Kostya shook his head. “I don’t believe it can hurt us. It’s the military chips that worry me. It doesn’t matter who took them. Once someone tries one of those, the general will learn about it eventually. We’ve got to get those cards back.”
It was hard to think straight with all the noise in the room. Tyoma tried to imagine what would happen if the general found out they had completed the project years ago, but had been lying about it ever since in order to keep the funding going for their side project. “Kostya, why don’t we just take what we have and leave? We’re so close now. We could—”
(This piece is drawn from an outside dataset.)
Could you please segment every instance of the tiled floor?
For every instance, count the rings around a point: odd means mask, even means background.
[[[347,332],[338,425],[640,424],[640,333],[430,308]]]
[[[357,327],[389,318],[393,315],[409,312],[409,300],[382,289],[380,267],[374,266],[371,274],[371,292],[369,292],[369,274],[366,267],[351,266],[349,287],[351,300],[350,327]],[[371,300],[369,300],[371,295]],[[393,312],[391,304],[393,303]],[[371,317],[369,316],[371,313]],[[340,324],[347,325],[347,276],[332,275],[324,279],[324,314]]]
“How? It takes billions for the equipment alone. The crèches are far too big to take with us. There’s no starting over.”
Tyoma sank his head into his hands. “What do we do? We’re all old men. We’re not fit to go after this guard, even if we use the chips. And can we even trust the other guards?”
Kostya sighed. “I don’t know. But what choice do we have?”
“Quiet, please!” said Big Dima, raising his hands. Tyoma had noticed him seeming lost in thought for the past few minutes. “I just got a call from General Andreykin. He’ll be here shortly.”
Everyone began talking at once again, but Volodya’s voice cut through the noise. “Of course he was bound to hear what happened. We could turn this in our favor, perhaps.” He turned to Tyoma. “Did you ever complete that code?”